Can computerized 3-D immersion therapy cure you of your fear of flying?
Jan 9, 2001 | I'm experiencing schizophrenia for the first time. While spiders climb all over the room, the psychiatrist leans over his desk and shoves his face close to mine, his eyes squinty, red and evil. He keeps asking me questions, but it's impossible to pay attention. The voices won't let me. "Loser, loser, loser," screams one; "you'll never make anything of yourself," says another. A third goads me to "run, run away."
Instead of taking the voices' advice to flee, I simply stop the madness. I remove the virtual reality goggles and place them by the Apple PowerBook running the simulation. My tour is over. I don't necessarily feel more empathy for schizophrenics -- the five-minute program's goal, according to its sponsor Janssen, a pharmaceutical company -- but it's hard not to be a bit intrigued by the unexpectedness of virtual insanity.
Virtual reality's original prophets saw their technology as a holodeck of pleasure, not pain. Pioneers like Jaron Lanier and Char Davies aimed for beauty, art and emotional rapture. They created computer-generated amusement parks where people floated through objects and lost track of time. Even now, during an era when virtual reality no longer commands the regular headlines it did in the early '90s, veteran visionaries like novelist Richard Powers remain obsessed with the ecstatic promise of the unreal world.
The virtual-schizophrenia booth looks nothing like such dreams.
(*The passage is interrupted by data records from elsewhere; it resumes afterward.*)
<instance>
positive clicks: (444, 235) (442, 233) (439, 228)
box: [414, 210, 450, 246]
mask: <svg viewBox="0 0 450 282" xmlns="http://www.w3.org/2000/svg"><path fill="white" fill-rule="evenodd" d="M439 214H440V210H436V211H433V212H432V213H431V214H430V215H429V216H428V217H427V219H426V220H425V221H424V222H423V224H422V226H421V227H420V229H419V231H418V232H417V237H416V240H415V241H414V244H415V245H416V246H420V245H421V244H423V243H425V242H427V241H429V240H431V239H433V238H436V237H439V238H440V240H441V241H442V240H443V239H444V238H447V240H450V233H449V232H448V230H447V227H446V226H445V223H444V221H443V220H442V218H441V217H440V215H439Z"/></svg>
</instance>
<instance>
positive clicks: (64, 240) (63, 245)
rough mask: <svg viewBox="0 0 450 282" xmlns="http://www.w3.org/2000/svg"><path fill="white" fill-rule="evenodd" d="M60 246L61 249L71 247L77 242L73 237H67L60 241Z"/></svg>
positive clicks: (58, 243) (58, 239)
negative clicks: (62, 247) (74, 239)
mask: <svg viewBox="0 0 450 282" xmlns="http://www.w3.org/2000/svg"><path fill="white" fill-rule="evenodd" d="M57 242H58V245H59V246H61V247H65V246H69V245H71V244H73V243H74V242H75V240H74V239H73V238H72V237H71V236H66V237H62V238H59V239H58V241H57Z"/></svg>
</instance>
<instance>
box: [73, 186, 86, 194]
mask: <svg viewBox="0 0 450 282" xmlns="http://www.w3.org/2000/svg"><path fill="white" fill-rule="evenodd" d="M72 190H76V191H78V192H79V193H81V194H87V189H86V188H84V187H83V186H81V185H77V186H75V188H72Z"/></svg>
It's a nightmare -- only the latest example of a much larger trend toward building environments that frighten rather than fascinate. Call it real therapy through virtual means: In the name of mental health, scientists are exposing people to virtual Vietnam battles, tarantulas and, for those who fear public speaking, raucous crowds. Hell on earth has been transferred to hell in a head mount. And with 20 million Americans suffering from mental problems that some therapists believe could be solved with V.R. -- now cheaper and more accessible than ever before -- many researchers believe that psychiatry will soon do what the V.R. pioneers have not, and introduce virtual reality to the masses.
"It's going to go beyond the university to private practice and to the arena of public health," says Ken Graap, CEO of VirtuallyBetter, an Atlanta company spun out of research at Georgia Tech that sells V.R. therapy tools. "This could be one of the first applications that brings low-cost V.R. to a broad base of users."
Not everyone agrees that V.R.'s technological sleight of hand is the answer to mental illness, but proponents are increasingly enthusiastic. V.R. therapy should be welcomed, they say, because it's safer and cheaper than "in vivo" options -- and because it works. Patients overcome their fears, moving on to mental health in part because they experience the computer-generated world as completely real. Isn't that what V.R. was supposed to be all about to begin with?